Lookyloo / lookyloo

Lookyloo is a web interface that allows users to capture a website page and then display a tree of domains that call each other.
https://www.lookyloo.eu
Other
678 stars 83 forks source link

[Feature] CERT PL phishing truncated hash HTML structure #905

Closed Rafiot closed 5 months ago

Rafiot commented 5 months ago

Is your feature request related to a problem?
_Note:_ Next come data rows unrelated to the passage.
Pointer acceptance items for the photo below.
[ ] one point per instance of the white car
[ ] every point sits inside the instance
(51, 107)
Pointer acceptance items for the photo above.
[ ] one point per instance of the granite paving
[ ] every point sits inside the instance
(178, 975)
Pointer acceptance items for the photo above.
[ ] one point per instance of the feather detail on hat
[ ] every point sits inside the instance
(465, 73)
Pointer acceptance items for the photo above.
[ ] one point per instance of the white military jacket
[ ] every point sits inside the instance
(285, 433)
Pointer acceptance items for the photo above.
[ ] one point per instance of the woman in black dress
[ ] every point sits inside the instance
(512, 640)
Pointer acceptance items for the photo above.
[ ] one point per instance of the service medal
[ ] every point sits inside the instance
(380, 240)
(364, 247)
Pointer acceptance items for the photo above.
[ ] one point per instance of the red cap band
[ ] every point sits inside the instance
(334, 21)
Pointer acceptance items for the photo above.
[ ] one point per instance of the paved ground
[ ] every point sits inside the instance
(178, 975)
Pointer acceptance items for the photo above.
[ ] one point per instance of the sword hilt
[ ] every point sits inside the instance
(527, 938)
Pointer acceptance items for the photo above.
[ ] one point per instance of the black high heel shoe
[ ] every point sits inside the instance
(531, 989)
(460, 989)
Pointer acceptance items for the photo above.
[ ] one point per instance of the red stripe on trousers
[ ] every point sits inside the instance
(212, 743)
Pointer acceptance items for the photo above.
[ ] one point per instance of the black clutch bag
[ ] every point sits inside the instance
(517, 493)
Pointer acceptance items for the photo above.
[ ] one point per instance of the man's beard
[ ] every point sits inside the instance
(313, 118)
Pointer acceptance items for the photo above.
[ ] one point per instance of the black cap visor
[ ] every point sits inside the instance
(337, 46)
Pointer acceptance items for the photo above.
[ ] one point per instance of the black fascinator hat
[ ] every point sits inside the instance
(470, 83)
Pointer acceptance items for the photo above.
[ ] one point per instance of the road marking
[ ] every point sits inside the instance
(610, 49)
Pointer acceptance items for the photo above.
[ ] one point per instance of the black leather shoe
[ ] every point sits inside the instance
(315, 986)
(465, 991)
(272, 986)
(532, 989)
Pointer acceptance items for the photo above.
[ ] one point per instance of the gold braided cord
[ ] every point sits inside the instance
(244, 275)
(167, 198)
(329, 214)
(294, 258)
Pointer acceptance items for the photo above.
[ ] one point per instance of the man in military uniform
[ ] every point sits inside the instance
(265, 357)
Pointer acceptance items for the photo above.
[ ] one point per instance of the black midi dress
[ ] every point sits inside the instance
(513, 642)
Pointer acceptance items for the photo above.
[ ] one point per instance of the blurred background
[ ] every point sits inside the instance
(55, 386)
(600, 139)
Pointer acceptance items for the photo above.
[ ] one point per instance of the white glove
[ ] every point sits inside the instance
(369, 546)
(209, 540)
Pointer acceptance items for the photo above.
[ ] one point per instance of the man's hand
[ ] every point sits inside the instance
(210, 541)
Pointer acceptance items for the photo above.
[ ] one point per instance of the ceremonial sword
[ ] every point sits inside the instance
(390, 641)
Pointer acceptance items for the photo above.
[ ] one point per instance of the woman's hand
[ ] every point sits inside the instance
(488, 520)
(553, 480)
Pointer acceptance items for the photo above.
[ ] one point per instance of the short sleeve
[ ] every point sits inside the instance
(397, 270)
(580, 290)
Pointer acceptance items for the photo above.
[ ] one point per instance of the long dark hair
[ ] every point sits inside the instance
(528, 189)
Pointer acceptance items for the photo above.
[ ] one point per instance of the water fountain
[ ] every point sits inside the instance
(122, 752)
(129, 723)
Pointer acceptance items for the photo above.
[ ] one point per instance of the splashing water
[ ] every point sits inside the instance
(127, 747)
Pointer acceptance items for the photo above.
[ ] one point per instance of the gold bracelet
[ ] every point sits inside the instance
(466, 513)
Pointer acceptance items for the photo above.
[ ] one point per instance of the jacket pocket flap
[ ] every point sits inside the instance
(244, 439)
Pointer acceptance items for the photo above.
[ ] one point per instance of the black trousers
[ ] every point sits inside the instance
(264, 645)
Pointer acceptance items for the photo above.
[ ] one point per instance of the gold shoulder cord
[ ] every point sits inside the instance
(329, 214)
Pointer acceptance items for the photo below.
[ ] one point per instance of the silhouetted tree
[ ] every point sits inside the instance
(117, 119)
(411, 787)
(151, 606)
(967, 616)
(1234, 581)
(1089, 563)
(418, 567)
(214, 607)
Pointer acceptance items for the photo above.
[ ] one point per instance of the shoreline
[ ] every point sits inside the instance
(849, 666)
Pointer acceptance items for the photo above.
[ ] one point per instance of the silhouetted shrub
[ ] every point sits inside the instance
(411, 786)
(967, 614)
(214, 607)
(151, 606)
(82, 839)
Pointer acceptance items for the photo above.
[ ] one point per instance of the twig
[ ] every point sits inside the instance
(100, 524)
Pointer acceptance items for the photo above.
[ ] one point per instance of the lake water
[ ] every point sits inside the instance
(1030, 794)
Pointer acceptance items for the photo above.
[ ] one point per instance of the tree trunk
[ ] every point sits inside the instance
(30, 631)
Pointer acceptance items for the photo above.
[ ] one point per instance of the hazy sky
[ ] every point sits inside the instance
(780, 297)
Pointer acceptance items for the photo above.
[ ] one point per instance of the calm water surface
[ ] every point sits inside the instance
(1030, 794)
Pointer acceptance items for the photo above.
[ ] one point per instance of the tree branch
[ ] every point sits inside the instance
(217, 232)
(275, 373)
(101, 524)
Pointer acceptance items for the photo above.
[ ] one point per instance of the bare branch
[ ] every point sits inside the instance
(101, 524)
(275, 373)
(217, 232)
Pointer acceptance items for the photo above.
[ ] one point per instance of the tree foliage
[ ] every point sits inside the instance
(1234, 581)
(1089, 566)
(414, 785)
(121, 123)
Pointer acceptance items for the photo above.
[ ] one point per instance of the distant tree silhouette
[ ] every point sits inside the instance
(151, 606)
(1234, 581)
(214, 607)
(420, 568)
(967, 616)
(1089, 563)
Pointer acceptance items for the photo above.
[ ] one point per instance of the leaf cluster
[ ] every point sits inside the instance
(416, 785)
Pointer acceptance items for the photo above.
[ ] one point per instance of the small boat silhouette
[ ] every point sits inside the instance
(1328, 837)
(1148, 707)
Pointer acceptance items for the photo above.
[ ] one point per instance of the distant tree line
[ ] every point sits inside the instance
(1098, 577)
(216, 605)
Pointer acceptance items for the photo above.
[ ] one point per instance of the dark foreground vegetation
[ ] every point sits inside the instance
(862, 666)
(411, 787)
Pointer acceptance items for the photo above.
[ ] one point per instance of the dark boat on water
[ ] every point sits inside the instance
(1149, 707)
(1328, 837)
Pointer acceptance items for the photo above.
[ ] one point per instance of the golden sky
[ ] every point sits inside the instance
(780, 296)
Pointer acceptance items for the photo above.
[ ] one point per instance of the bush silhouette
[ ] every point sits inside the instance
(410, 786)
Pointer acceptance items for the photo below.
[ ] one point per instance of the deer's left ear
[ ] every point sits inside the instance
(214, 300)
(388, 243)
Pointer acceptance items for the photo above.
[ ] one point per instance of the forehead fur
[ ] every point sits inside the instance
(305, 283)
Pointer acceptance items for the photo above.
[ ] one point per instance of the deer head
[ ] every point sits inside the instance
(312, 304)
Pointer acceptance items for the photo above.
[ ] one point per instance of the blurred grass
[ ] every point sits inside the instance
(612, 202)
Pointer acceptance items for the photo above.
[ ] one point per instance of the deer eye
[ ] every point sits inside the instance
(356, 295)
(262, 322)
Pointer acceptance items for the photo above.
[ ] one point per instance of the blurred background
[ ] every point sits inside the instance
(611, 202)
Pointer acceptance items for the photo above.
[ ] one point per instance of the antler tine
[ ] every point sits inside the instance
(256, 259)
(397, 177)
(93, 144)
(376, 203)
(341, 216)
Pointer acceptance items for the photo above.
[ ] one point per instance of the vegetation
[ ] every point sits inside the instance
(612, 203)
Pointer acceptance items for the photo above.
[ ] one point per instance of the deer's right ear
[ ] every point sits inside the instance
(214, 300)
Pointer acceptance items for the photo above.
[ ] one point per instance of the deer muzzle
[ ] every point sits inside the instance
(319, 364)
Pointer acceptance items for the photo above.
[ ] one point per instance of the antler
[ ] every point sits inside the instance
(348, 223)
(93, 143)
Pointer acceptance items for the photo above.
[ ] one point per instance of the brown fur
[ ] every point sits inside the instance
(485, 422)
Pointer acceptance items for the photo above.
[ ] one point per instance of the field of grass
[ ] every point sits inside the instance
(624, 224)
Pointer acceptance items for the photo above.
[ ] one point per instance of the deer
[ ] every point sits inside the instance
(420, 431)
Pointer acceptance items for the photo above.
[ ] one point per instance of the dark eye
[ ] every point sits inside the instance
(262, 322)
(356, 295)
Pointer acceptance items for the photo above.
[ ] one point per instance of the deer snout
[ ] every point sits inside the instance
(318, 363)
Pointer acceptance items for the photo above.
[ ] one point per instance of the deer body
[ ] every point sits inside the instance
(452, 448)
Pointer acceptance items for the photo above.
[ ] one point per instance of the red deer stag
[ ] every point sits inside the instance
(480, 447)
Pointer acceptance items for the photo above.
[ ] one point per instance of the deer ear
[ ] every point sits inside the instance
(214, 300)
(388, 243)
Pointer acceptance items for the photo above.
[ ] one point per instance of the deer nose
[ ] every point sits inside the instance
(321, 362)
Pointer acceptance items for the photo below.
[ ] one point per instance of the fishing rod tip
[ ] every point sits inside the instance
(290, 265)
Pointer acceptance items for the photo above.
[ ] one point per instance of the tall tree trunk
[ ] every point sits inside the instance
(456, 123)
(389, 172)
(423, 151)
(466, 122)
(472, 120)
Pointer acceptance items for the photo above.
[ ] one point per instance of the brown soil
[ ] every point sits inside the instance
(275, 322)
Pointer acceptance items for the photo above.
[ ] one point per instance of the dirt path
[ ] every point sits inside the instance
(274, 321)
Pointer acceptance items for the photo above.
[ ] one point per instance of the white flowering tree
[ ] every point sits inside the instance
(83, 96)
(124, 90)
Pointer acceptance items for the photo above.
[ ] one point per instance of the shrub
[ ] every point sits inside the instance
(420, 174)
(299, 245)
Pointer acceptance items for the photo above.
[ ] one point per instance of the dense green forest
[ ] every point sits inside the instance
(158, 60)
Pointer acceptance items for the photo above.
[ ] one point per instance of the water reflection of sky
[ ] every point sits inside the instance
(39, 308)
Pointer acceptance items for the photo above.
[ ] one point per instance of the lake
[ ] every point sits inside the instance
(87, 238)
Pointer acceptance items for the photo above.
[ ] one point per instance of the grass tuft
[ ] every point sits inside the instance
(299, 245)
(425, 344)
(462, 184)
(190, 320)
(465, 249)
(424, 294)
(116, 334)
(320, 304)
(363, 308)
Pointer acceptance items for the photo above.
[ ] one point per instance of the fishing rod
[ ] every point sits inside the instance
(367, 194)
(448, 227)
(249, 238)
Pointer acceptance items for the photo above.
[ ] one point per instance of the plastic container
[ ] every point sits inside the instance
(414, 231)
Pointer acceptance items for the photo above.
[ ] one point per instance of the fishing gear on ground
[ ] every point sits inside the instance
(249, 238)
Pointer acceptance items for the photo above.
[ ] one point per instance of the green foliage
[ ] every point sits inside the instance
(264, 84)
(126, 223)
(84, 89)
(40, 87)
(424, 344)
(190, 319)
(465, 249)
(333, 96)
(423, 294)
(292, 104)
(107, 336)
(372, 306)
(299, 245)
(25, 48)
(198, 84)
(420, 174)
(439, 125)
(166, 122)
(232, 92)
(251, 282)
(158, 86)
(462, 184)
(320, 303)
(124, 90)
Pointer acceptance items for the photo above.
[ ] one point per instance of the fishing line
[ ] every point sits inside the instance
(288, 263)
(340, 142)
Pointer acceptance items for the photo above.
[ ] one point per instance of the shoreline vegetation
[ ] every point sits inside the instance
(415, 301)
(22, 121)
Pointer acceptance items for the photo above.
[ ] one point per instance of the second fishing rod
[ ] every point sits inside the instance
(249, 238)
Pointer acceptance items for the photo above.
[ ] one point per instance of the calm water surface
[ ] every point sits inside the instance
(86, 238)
Please describe.

Some kind of fuzzy hash on the HTML content of a rendered page.

Describe the solution you'd like

Hash generation used by CERT PL:

from bs4 import BeautifulSoup  # type: ignore

def sha256_128(data: bytes) -> str:
    return sha256(data).hexdigest()[:32]

def extract_tags(html: str) -> str:
    soup = BeautifulSoup(html, "html.parser")
    tags = soup.findAll()
    return "|".join(t.name for t in tags)

def html_hash(content: Union[str, bytes]) -> Optional[str]:
    try:
        if isinstance(content, bytes):
            html_content = content.decode()
        else:
            html_content = cast(str, content)

        tag_string = extract_tags(html_content)
        return sha256_128(tag_string.encode())

    except Exception as e:
        log.warning("Error while calculating html hash: %s", e)
        return None

Describe alternatives you've considered

No response

Additional context

No response